A government official rejected calls from a pair of NGOs on Tuesday to do more for Phnom Penh’s slums amid what they described as an opaque land-titling system that has routinely failed poor communities.

In a joint report, “The Exclusion of Urban Poor Communities From Systematic Land Registration in Phnom Penh,” World Vision and the NGO Forum seek to shed light on a titling system that has left many of the city’s slums behind.

Women sit next to the tracks of an abandoned railway line that runs through a slum in Phnom Penh's Russei Keo district on Tuesday. (Siv Channa/The Cambodia Daily)
Women sit next to the tracks of an abandoned railway line that runs through a slum in Phnom Penh’s Russei Keo district on Tuesday. (Siv Channa/The Cambodia Daily)

The municipal government last year said there were 503 slum communities within city limits, which are home to more than 24,000 families, or about 140,000 people out of a total population of roughly 2 million. For their report, the NGOs interviewed about 60 families in 12 slums that the government has not put through the land-registration process.

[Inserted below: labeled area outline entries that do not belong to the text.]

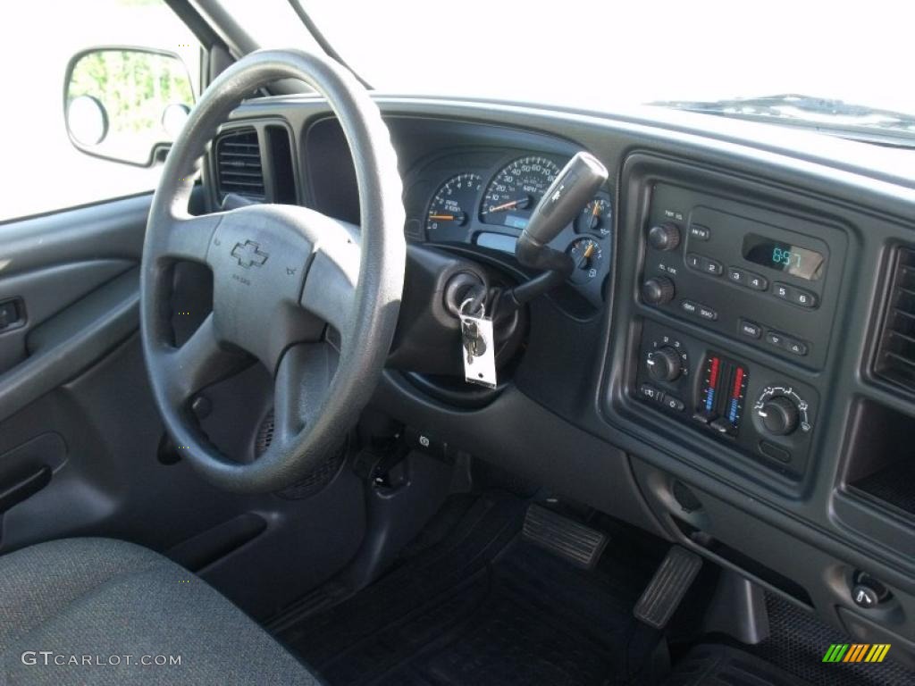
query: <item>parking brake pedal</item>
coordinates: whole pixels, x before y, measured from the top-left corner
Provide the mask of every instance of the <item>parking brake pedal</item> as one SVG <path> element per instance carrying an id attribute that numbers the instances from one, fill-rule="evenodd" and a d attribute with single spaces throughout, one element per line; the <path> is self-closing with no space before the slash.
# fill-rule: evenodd
<path id="1" fill-rule="evenodd" d="M 662 629 L 671 621 L 702 566 L 702 558 L 679 545 L 673 546 L 635 604 L 636 619 Z"/>
<path id="2" fill-rule="evenodd" d="M 590 569 L 607 545 L 607 536 L 540 505 L 524 517 L 522 538 L 559 555 L 576 566 Z"/>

According to the report, 10 of the 12 communities were officially informed that they would not be registered, but only half were given a reason. Even when they were offered an explanation, it was usually that the area was “too complex” or had “unclear status,” the report adds, neither of which has a legal definition in Cambodia.

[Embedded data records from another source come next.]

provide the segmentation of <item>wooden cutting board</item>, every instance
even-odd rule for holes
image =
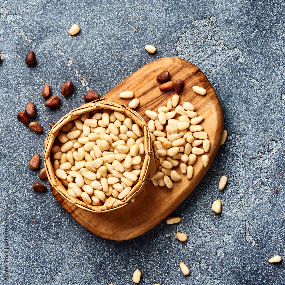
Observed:
[[[112,89],[105,98],[120,99],[119,94],[126,90],[133,91],[140,104],[136,109],[147,122],[146,110],[157,112],[158,108],[166,106],[167,101],[176,94],[174,90],[162,92],[158,87],[161,84],[156,81],[157,76],[168,70],[170,80],[184,81],[184,87],[180,94],[179,105],[191,102],[195,106],[198,116],[204,119],[200,123],[203,131],[207,132],[211,142],[207,166],[205,167],[198,155],[193,166],[192,178],[188,179],[182,174],[179,166],[174,168],[180,174],[182,180],[174,182],[170,190],[166,186],[155,187],[151,182],[145,192],[140,193],[135,202],[111,212],[91,213],[78,208],[64,199],[57,191],[52,194],[60,204],[75,219],[91,233],[105,239],[125,240],[135,237],[153,227],[168,216],[193,190],[205,175],[218,151],[224,128],[223,109],[217,95],[206,77],[195,66],[182,59],[166,58],[150,62],[139,69]],[[206,89],[205,95],[199,95],[192,90],[197,85]],[[121,99],[127,105],[132,99]],[[172,111],[174,110],[173,109]]]

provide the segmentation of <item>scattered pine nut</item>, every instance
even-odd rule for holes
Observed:
[[[202,87],[199,87],[199,86],[193,86],[192,89],[194,92],[200,95],[205,95],[206,94],[206,90]]]
[[[129,106],[130,108],[132,108],[133,109],[135,109],[139,106],[139,104],[140,103],[140,101],[139,101],[139,99],[137,98],[132,100],[129,103]]]
[[[222,190],[225,188],[227,181],[228,178],[225,175],[223,175],[221,178],[220,182],[219,183],[219,189],[220,190]]]
[[[188,267],[184,262],[180,262],[180,269],[184,275],[188,275],[190,273]]]
[[[76,24],[74,24],[70,28],[69,30],[69,34],[71,36],[74,36],[80,30],[80,28],[79,26]]]
[[[282,259],[281,256],[280,255],[275,255],[273,257],[271,257],[270,259],[268,259],[268,261],[270,263],[275,262],[280,262],[281,261]]]
[[[141,271],[138,269],[136,269],[133,275],[133,281],[137,284],[141,280]]]
[[[218,199],[216,200],[215,201],[214,201],[213,204],[212,205],[212,209],[216,213],[221,213],[221,200]]]
[[[183,233],[176,233],[176,236],[180,241],[185,241],[187,239],[187,235]]]
[[[169,217],[166,219],[166,223],[168,225],[179,223],[181,219],[179,217]]]
[[[119,94],[119,97],[124,99],[129,99],[134,97],[134,92],[132,91],[124,91]]]
[[[222,140],[221,141],[221,145],[225,143],[225,142],[226,141],[226,139],[227,138],[227,136],[228,135],[228,133],[225,130],[224,130],[224,131],[223,133],[223,136],[222,137]]]
[[[150,53],[154,53],[156,51],[156,49],[151,44],[146,45],[144,46],[144,49]]]

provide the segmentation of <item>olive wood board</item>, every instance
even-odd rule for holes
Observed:
[[[201,160],[201,155],[197,155],[193,165],[193,176],[190,180],[186,174],[181,173],[180,164],[173,169],[179,173],[182,180],[174,181],[171,190],[166,186],[155,187],[150,182],[144,192],[143,190],[137,196],[135,202],[107,213],[84,211],[64,199],[56,190],[52,190],[53,194],[68,212],[85,229],[99,237],[125,240],[136,237],[153,228],[168,216],[192,192],[207,172],[217,152],[224,128],[222,107],[206,77],[198,67],[190,62],[174,57],[155,60],[130,75],[103,98],[120,99],[127,105],[133,99],[138,98],[140,104],[136,110],[147,124],[149,119],[144,111],[151,110],[157,112],[159,107],[166,106],[168,100],[176,94],[174,89],[163,92],[159,89],[161,84],[156,81],[156,76],[165,70],[169,72],[172,82],[179,79],[184,81],[178,105],[190,102],[195,107],[198,116],[204,117],[200,124],[203,127],[203,130],[207,133],[211,142],[210,149],[206,154],[209,157],[209,163],[204,167]],[[195,93],[192,88],[194,85],[205,88],[206,95]],[[119,93],[129,90],[133,91],[134,97],[120,99]],[[172,111],[174,110],[173,108]]]

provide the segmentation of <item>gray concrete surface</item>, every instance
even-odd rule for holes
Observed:
[[[132,284],[137,268],[142,284],[285,284],[284,262],[267,261],[277,254],[285,258],[284,9],[280,0],[2,0],[0,284]],[[71,37],[74,23],[81,30]],[[157,52],[148,54],[146,44]],[[32,49],[34,68],[25,63]],[[29,158],[42,153],[52,118],[83,103],[86,90],[103,96],[139,68],[172,56],[195,64],[209,78],[223,109],[227,140],[174,212],[182,219],[178,225],[164,221],[125,241],[99,238],[50,191],[31,189],[39,171],[27,167]],[[74,94],[46,110],[44,85],[59,94],[68,80]],[[42,134],[16,118],[30,101]],[[221,192],[217,184],[223,175],[229,183]],[[217,198],[219,215],[211,209]],[[176,239],[178,230],[187,234],[187,241]],[[180,270],[181,261],[188,276]]]

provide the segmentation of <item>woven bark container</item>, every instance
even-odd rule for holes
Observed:
[[[54,164],[51,158],[50,153],[58,133],[66,123],[84,113],[100,109],[108,109],[123,113],[140,127],[144,135],[145,158],[137,182],[132,186],[129,193],[124,198],[119,200],[110,196],[103,205],[92,206],[75,198],[68,193],[66,187],[61,182],[61,180],[56,176]],[[159,164],[159,160],[154,153],[150,134],[144,120],[137,112],[120,101],[115,100],[99,99],[84,104],[71,111],[53,127],[45,140],[44,146],[44,163],[51,189],[55,189],[64,198],[77,207],[95,213],[113,211],[124,207],[131,202],[150,181],[150,178]],[[135,201],[134,202],[135,203]]]

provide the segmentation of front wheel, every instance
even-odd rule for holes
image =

“The use of such justification to arbitrarily exclude families with claims of possession…presents a significant loophole that may permit land grabbing by powerful parties at the expense of urban poor communities,” it says.

A prime example is Phnom Penh’s Boeng Kak neighborhood, whose residents were denied a chance at titles after City Hall leased the site in 2007 to CPP Senator Lao Meng Khin and later forced some 3,000 families out of their homes.

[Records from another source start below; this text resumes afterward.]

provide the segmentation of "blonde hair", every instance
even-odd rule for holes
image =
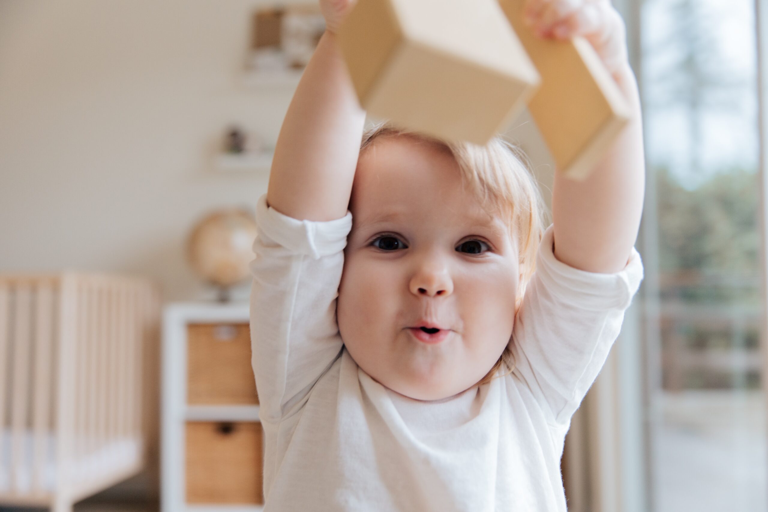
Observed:
[[[515,315],[518,314],[523,294],[536,268],[536,253],[546,229],[546,214],[541,193],[528,171],[528,158],[518,147],[496,137],[485,146],[468,142],[453,142],[396,127],[382,121],[370,127],[362,134],[360,154],[384,137],[406,136],[435,144],[448,150],[455,159],[462,183],[480,200],[489,205],[489,213],[501,213],[518,243],[520,280],[515,298]],[[525,162],[525,164],[524,164]],[[515,358],[507,344],[502,355],[486,375],[478,382],[490,382],[502,365],[509,375],[515,369]]]

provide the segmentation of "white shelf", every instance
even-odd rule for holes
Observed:
[[[263,153],[222,153],[216,157],[219,173],[269,173],[272,167],[271,151]]]
[[[187,512],[263,512],[263,505],[187,505]]]
[[[247,70],[243,73],[246,85],[253,88],[292,88],[299,84],[304,70]]]
[[[192,421],[258,421],[258,405],[188,405],[184,415]]]

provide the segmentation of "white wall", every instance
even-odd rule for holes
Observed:
[[[267,177],[210,159],[232,121],[273,144],[291,97],[240,81],[263,3],[0,0],[0,272],[136,273],[168,300],[214,296],[186,236],[211,209],[253,209]],[[548,163],[538,141],[530,154]]]

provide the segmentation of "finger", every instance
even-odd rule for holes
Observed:
[[[528,23],[535,23],[551,1],[526,0],[525,6],[523,8],[523,18]]]
[[[604,12],[598,4],[586,4],[553,25],[551,31],[554,37],[561,39],[593,35],[605,29],[604,16]]]
[[[536,28],[541,31],[549,32],[554,25],[568,18],[583,3],[584,0],[556,0],[550,2],[536,21]]]

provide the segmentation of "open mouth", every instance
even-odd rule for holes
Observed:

World Vision and the NGO Forum said the 12 slums they surveyed for the report were not facing eviction. But they said most families were still struggling to feed themselves and that the lack of land titles was keeping them from taking out low-interest bank loans that could help pull them out of poverty.

Of the dozen slums, they said, 11 were probably denied a chance at titles because they sat on state public land, which by law cannot be titled.

But NGO Forum director Tek Vannara said the government should still take responsibility for those families because it let them put down roots without letting them know that they legally could not.

“We ask the government to improve the sites and reconsider [titles] for them even though they are living illegally,” he said by telephone after the report’s launch.

The NGOs want to see the government go back to the communities left out of the registration process and offer a chance at titles to families with legitimate claims or that were denied a chance in the first place because of public infrastructure projects that encroached on their land.

At the report’s launch, however, Soun Sopha, the Land Management Ministry’s land administration director, denied that the government had treated any of the communities unfairly.

“The ministry cannot accept this report,” Mr. Sopha said. “We cannot accept it because…the communities are living on public land that cannot be registered.”

“There is no discrimination,” he added. “If you are rich or poor, short or tall, you will be registered if you comply with the land law.”